Bahsettiği Donmuş Ruh Titreten İpek Böceği Hapı çok ünlüydü. Üstelik, Bin Eli Nine’nin yüzüğünde, Donmuş Ruh Titreten İpek Böceği Hapı’nı tanıtan bir yeşim parşömen de vardı.


Donmuş Ruh Titreten İpek Böceği Hapı, Yedi Zehirli İlahi Yin Hapı’na çok benziyordu. Deneyimli bir simyager bile tek bakışta ikisini birbirinden ayıramazdı.


Ancak iki hapın etkileri arasında çok büyük fark vardı.


Donmuş Ruh Titreten İpek Böceği Hapı oldukça iyi bir ilaçtı. Arıtmanın zorluğunu bir kenara koyarsak, Büyük İmparatoriçe kalıntısını arıtmak için gerekli olan malzemelerden birazcık daha düşük seviyeliydi sadece.


“Donmuş Ruh Titreten İpek Böceği Hapı, mevcut yetişim seviyenle kullanabileceğin bir şey değildir. Sen, bir bakışta dövüş gücünün olmadığı anlaşılan bir Metruk Gök Ustası çırağısın.

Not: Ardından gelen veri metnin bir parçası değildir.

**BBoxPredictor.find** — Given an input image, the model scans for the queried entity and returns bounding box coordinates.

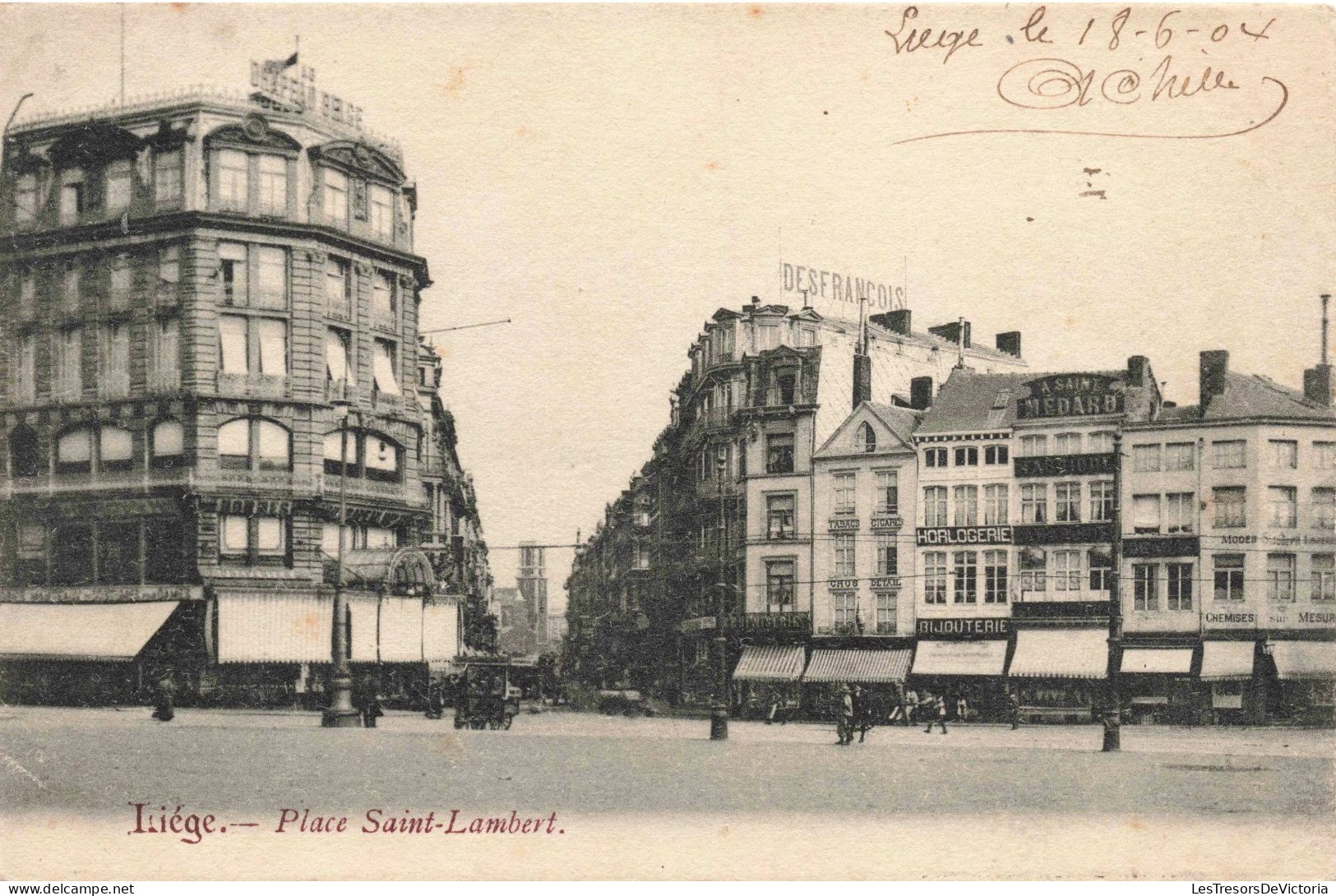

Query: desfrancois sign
[1015,374,1124,419]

O hap işe yaramaz. Onu bana geri ver, yoksa müzakerelerde bunun hakkında da konuşulur. Lin Ailesi kesinlikle olumsuz bir durumda olacaktır. Hâlâ Lin Ailesi’nde kalmak istiyorsun! Ama Aile Lideri ortalığı karıştırmanı affedecek mi?”


Bin Elli Nine’nin sözleri o kadar mantıklıydı ki, neredeyse Yi Yun bile onlara inanacaktı.


Ancak…


Yi Yun hafifçe başını salladı.


Donmuş Ruh Titreten İpek Böceği Hapı mı? Yedi Zehirli İlahi Yin Hapı mı?


Anlayışı kısıtlı bir genç olsaydı bu iki hap arasında ayrım yapamazdı. Ancak Yi Yun daha önce Yedi Zehirli Yin Hapı’nı bizzat yemişti. Kemiklerine ulaşan acı, bu hapı hatırlamasını sağlıyordu.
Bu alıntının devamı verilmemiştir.